Not all neighbouring voters respond in the same way. Class, education, labour-market insecurity, age, prior contact, and existing ideological dispositions all matter. Demireva and Zwysen’s findings can be reconsidered in this context: ethnic majority respondents in enclaves show stronger far-right support and lower democratic satisfaction, not simply because of direct economic harm, but because concentrated diversity can be interpreted as a loss of control, fairness, or influence. Backlash is therefore not only material and not only cultural. It is interpretive and institutional.
This is the full political contradiction of the enclave. The same space can generate organisation for those inside it and resentment among those around it. It alters how different parts of the electorate experience the same social transformation.

Why This Matters for Democratic Politics
The importance of enclaves therefore lies not only in segregation itself, but in what segregation does politically. They sort political experience. They shape how migrants encounter labour markets, institutions, and opportunities for mobilisation. They shape how nearby majorities interpret visibility, threat, and deservingness. They shape how parties identify constituencies and narrate conflict. The same spatial concentration that lowers the cost of migrant organisation, also lowers the cost of populist storytelling.
This is why the article’s core claim is not just about migration, but about democratic representation. Democracy depends on parties competing over broadly framed programmes and citizens being able to hold elected officials accountable through institutions that claim universal legitimacy. Once politics becomes increasingly mediated through territorially concentrated groups and the anxieties they provoke elsewhere, that representative logic can shift. Parties begin speaking less in the language of general programmes and more in the language of selective reassurance: protect this district, contain that one, reward this group, discipline another.

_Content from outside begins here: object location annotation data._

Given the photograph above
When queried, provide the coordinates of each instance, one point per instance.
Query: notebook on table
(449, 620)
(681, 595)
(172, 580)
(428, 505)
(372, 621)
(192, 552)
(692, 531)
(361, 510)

That is the deeper significance of enclave politics. It pressures democracies to choose between two paths. One is universalist incorporation: expanding equal institutions so that spatial concentration does not harden into political estrangement. The other is fragmented competition: a politics of territorial reassurance, differentiated deservingness, and symbolic containment. The enclave matters because it makes that choice harder to avoid.
Conclusion
Ethnic enclaves in Europe should therefore be understood neither as simple failures of integration nor as straightforward engines of minority empowerment. They are both enabling and divisive. They arise through labour recruitment, housing allocation, family settlement and uneven urban development. Once formed, they provide support, social density and real political leverage to populations that might otherwise remain fragmented and weak. But that same leverage also raises the salience of migration and makes enclaves politically useful to actors seeking to narrate social fragmentation, distributive unfairness and loss of control.
Enclaves matter politically not simply because they segregate migrants, but because they transform spatial concentration into migrant bargaining power, and that bargaining power into populist backlash. They are not peripheral to Europe’s contemporary politics. They are one of the principal sites through which Europe’s next political divisions are being made.